Tentu, jika dikaitkan dengan iklan, jawaban jelas: “pengelola media akan maju tak gentar membela yang bayar”. Siapa calon kepala daerah yang memasang iklan, sangat pasti frekuensinya untuk muncul dalam pemberitaan akan lebih tinggi. Selain karena pengelola media massa memfokuskan perhatian kepada calon pemasang iklan dengan menugaskan wartawan tertentu untuk memantau semua kegiatan kampanye politik, juga karena institusi media adalah institusi bisnis yang menjalankan bisnisnya dengan kesadaran penuh untuk menyervis klien.
Servis dalam bisnis media massa bentuknya berupa pemberitaan. Meskipun ini pikiran yang keliru, tetapi pemasang iklan akan merasa tersanjung. Maksudnya, tanpa memasang iklan semestinya pengelola media tetap memberitakan dengan porsi yang sama. Tapi, akibat para pemasang iklan tidak pernah berusaha memahami bisnis media massa, mereka pun menganggap pemberitaan sebagai servis.
Pemberitaan media bukan servis, tetapi menjadi subtansial dari kegiatan media. Jangan pernah memuji pemberitaan media dan merasa tersanjung hanya karena berita tentang Anda dibuat sedemikian bagus. Anda harus berpikir ulang, bahwa media massa sesungguhnya tidak sedang bicara apa adanya.
Media massa bukan hanya soal pemberitaan dan berita (informasi).

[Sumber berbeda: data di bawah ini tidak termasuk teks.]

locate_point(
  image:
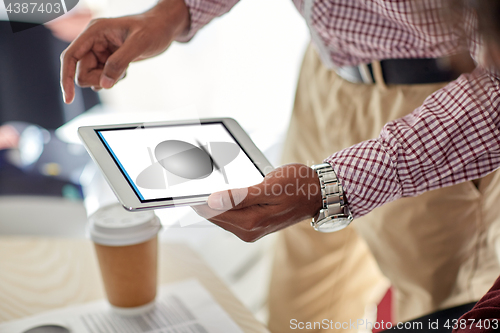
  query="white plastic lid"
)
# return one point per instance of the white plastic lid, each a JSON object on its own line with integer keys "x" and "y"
{"x": 113, "y": 225}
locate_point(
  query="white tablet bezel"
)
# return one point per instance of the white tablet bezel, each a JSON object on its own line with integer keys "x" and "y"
{"x": 120, "y": 185}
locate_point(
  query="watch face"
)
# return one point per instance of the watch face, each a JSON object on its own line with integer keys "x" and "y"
{"x": 334, "y": 225}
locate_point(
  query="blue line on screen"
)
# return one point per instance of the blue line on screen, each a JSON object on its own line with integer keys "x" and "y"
{"x": 121, "y": 166}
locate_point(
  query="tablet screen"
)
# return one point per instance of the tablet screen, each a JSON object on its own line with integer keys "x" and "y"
{"x": 179, "y": 161}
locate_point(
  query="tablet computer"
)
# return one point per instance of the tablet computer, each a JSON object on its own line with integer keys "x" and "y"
{"x": 178, "y": 163}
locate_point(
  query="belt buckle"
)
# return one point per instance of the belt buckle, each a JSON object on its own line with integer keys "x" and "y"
{"x": 365, "y": 73}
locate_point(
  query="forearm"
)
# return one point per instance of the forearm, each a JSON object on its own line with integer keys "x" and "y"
{"x": 201, "y": 12}
{"x": 453, "y": 137}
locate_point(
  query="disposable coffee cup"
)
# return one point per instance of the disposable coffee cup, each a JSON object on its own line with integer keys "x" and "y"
{"x": 126, "y": 245}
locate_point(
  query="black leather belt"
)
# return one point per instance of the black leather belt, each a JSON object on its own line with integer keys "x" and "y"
{"x": 402, "y": 71}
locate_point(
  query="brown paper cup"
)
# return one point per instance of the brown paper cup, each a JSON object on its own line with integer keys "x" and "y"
{"x": 127, "y": 250}
{"x": 129, "y": 272}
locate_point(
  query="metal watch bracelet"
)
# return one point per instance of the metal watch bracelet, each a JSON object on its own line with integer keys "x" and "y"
{"x": 335, "y": 214}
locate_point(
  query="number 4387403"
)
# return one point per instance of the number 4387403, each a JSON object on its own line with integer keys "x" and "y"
{"x": 472, "y": 323}
{"x": 33, "y": 8}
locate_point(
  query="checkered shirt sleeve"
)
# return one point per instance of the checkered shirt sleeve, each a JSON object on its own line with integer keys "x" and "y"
{"x": 453, "y": 137}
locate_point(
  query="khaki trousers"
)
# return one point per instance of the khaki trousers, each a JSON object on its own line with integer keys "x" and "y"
{"x": 437, "y": 249}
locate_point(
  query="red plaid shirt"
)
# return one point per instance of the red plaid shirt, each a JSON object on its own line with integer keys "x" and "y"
{"x": 453, "y": 137}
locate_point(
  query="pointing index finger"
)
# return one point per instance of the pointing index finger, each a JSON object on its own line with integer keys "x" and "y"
{"x": 69, "y": 59}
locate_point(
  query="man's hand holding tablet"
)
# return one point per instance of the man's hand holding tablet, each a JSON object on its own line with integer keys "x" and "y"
{"x": 287, "y": 195}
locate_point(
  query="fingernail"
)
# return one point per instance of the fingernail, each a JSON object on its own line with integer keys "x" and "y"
{"x": 107, "y": 82}
{"x": 215, "y": 201}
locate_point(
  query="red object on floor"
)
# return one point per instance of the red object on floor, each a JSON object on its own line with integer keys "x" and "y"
{"x": 384, "y": 311}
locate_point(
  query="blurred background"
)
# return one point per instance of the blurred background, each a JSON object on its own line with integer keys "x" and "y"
{"x": 243, "y": 65}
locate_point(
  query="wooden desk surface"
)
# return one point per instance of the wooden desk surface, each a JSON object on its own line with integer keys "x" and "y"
{"x": 41, "y": 274}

Media massa berkaitan erat dengan komunikasi. Dan komunikasi bukan hanya informasi. Komunikasi adalah faktor yang sangat menentukan semua proses sosial dan komponen fundamental dari cara masyarakat di dalam oraganisasi sosial.
Jika media massa kita lihat sebagai persoalan komunikasi, sangatlah pasti bahwa media massa merupakan cermin masyarakatnya. Jadi, jika pengelola media massa tidak demokratis dalam pemberitaan, karena memang masyarakatnya menghendaki hal itu. Masyarakat ingin pengelola media hanya memberitakan tentang dirinya, meskipun untuk itu ia rela mengeluarkan sejumlah uang.

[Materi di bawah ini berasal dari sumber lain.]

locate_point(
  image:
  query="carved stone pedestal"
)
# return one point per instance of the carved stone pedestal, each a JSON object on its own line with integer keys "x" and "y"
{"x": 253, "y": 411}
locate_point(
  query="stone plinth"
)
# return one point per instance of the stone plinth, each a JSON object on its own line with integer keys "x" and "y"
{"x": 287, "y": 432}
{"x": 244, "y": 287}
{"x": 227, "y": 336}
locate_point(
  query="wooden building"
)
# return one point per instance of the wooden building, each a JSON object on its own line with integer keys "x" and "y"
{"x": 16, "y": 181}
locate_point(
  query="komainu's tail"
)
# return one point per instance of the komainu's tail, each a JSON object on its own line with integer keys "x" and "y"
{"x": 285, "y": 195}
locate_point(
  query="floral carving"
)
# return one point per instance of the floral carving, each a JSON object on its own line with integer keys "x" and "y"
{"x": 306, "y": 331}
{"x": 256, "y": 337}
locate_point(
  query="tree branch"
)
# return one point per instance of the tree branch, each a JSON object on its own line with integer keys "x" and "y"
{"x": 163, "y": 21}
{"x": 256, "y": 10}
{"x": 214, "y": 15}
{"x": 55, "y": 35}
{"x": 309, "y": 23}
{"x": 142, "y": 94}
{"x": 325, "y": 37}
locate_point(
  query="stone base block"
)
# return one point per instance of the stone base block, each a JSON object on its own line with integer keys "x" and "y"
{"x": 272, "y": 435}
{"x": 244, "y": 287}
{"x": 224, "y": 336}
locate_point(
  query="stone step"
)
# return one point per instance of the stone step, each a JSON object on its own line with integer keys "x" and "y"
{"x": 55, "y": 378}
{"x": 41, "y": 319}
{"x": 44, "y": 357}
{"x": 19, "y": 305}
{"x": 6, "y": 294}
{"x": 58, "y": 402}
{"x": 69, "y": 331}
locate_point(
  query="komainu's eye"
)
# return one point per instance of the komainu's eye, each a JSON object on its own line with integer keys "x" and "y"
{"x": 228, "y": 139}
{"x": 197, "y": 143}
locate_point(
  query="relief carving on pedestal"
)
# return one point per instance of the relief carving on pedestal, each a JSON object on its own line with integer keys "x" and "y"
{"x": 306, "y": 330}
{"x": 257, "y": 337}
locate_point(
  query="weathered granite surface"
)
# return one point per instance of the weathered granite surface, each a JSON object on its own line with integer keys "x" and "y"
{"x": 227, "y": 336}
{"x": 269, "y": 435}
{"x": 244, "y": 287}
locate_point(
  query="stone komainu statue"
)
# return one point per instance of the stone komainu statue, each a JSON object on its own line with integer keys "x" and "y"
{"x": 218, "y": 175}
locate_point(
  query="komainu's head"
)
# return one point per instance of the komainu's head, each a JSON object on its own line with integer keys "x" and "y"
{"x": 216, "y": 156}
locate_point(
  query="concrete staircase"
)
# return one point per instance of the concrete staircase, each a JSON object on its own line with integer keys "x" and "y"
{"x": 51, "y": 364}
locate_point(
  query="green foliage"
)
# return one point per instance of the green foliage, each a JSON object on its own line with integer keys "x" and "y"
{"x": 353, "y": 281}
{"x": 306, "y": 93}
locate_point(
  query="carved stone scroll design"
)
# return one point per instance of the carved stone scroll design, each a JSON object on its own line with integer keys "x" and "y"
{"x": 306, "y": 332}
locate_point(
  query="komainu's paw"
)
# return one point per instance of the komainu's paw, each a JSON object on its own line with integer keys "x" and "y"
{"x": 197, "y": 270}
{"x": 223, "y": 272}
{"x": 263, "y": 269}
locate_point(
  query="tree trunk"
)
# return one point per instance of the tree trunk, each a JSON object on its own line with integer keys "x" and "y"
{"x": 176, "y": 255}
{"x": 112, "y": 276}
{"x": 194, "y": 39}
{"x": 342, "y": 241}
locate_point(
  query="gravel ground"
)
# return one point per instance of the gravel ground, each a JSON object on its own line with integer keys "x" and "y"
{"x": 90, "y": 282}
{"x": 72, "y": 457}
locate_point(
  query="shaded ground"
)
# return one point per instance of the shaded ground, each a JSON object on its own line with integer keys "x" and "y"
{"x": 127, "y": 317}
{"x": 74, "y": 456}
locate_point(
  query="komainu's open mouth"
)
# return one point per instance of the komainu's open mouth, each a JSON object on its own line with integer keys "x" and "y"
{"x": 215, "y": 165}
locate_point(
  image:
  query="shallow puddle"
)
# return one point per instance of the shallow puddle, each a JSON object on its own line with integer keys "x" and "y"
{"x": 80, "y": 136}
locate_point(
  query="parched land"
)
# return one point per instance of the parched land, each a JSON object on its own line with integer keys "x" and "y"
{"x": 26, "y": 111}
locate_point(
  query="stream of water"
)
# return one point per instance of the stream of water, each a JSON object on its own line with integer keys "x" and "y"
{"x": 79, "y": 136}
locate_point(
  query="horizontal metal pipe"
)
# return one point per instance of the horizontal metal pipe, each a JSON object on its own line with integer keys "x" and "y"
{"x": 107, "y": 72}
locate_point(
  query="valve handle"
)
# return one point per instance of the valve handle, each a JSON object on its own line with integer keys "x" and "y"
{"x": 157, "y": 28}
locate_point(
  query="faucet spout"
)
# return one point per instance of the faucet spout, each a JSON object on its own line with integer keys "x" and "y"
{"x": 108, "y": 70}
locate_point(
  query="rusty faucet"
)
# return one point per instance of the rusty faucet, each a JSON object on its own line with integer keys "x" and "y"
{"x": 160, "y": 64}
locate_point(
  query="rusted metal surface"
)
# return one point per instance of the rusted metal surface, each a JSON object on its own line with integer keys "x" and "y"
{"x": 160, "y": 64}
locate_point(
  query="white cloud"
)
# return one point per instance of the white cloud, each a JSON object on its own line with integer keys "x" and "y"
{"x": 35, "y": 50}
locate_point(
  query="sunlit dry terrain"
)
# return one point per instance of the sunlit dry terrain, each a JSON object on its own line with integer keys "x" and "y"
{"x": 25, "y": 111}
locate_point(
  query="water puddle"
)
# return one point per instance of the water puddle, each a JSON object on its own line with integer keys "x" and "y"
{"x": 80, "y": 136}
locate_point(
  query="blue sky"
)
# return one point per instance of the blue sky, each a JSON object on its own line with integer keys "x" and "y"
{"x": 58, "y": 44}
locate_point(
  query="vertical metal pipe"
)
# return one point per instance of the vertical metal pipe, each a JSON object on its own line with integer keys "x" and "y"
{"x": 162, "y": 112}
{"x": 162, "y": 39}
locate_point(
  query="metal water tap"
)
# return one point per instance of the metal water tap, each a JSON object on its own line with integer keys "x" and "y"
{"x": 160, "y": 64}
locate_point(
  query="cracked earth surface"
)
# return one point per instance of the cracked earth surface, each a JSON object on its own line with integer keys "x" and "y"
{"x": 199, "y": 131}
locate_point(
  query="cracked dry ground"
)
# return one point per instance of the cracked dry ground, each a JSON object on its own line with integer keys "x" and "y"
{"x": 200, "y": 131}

Sampai di sini, bisa kita tolak adagium bahwa media massa punya publik. Itu cuma bahasa para pengelola media untuk mendekatkan diri dengan masyarakat pembaca, meskipun isi pemberitaannya selalu menjauh dari realitas masyarakat pembacanya. Bagaimana mungkin media yang terbit di Lampung, misalnya, ternyata 80% pemberitaannya tentang hal-hal di lau Lampung? Dimana letak kepentingan publik dan penghargaan terhadap publik Lampung?

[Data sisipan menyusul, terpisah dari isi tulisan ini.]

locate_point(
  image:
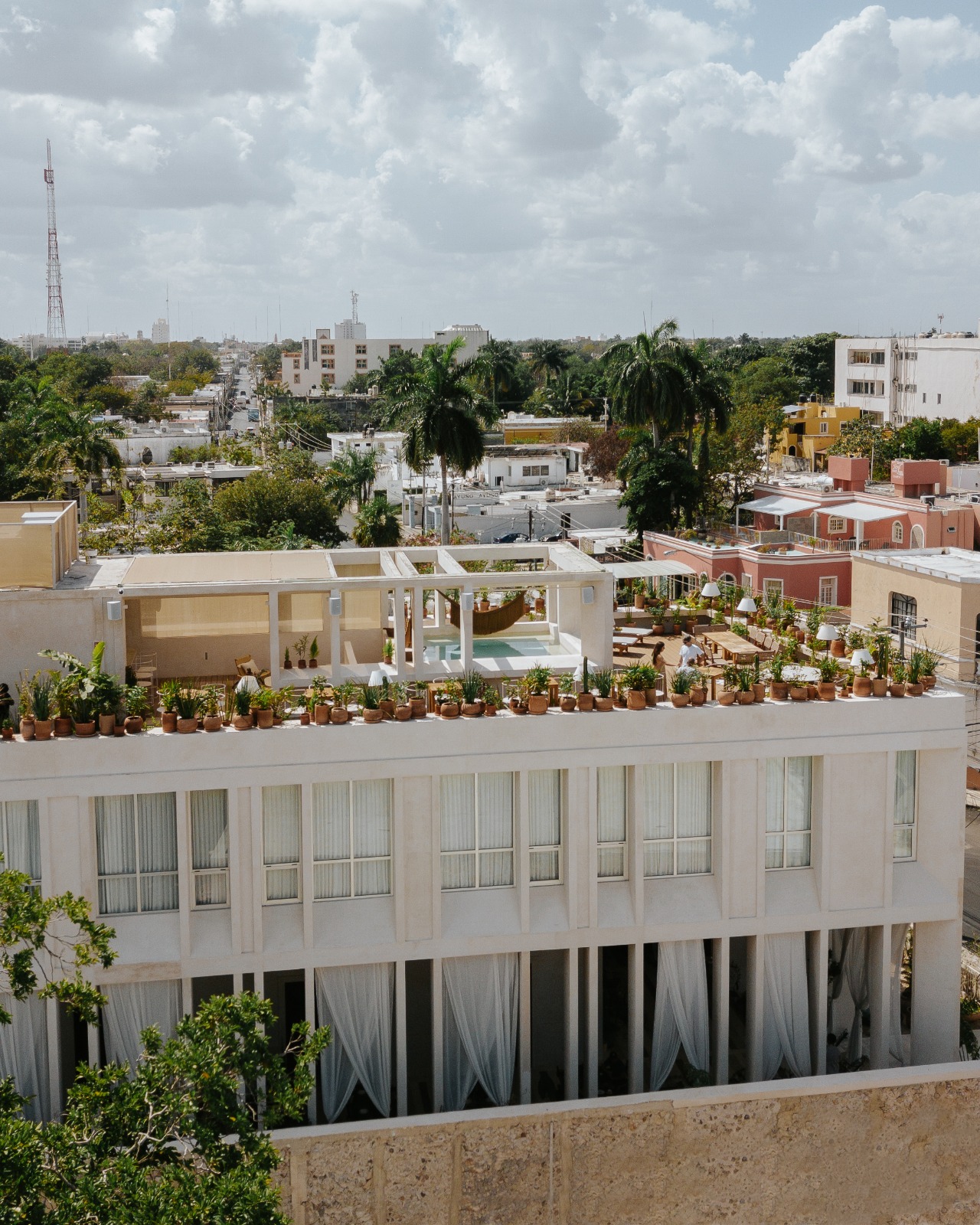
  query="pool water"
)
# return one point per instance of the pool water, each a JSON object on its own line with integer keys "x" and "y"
{"x": 530, "y": 646}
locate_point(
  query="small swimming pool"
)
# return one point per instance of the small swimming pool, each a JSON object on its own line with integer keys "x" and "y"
{"x": 520, "y": 645}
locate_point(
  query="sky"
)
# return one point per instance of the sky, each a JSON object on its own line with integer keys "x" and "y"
{"x": 544, "y": 168}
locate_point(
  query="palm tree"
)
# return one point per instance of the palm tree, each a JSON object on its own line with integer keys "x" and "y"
{"x": 646, "y": 381}
{"x": 443, "y": 410}
{"x": 548, "y": 359}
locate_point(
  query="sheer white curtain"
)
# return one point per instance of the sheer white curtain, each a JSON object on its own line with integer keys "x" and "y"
{"x": 357, "y": 1002}
{"x": 786, "y": 1029}
{"x": 132, "y": 1008}
{"x": 281, "y": 841}
{"x": 210, "y": 847}
{"x": 495, "y": 827}
{"x": 680, "y": 1016}
{"x": 24, "y": 1053}
{"x": 896, "y": 1047}
{"x": 544, "y": 824}
{"x": 612, "y": 820}
{"x": 479, "y": 1027}
{"x": 459, "y": 821}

Jadi, media massa tidak akan bisa demokratis. Sebab itu, jangan bermimpi mengharapkan media massa akan membela masyarakat pembacanya. Masyarakat pembaca (yang juga membeli media massa) juga tidak akan dibela. Pengelola media massa hanya akan membela masyarakat yang mau membayar iklan.
3
Sebab itu, yang terpenting bukan mengharapkan media massa berikap demokratis. Tapi, bagaimana cara memanfaatkan media massa, membuat para reporter di lapangan tertarik dan berminat untuk memberitakan tanpa menyadari bahwa mereka sedang dimanfaatkan. “Kasih uang pasti diberitakan,” kata sebagian orang.
Tapi itu akan berdampak buruk.
Para reporter di lapangan, tidak semuanya menguber uang, baru mencari berita. Mereka yang profesional—yang jumlahnya sangat sedikit—lebih menempatkan mengejar berita sebagai pilihan utama. Meskipun di hadapan pemimpinya, mereka akan segera ditanya: “Ada iklannya nggak?”
Meskipun begitu, pertanyaan-pertanyaan yang beraroma uang seperti itu bisa dihindari dengan cara mengelola isu. Artinya, jika media memiliki agenda media, maka publik harus bekerja seperti media. Publik harus menciptakan agenda publik, lalu dikomunikasikan menjadi agenda media. Dengan begitu, media tidak punya alasan lagi untuk tidak memberitakannya.
Contoh kecil mungkin bisa belajar dari Partai Keadilan Sejahtera. Pada saat semua pengelola media massa kekurangan berita pada hari Minggu, partai ini justru acap menggelar kegiatan pada hari Minggu. Karena tidak ada bahan berita, mau tak mau pengelola media menjadikan kegiatan PKS sebagai berita.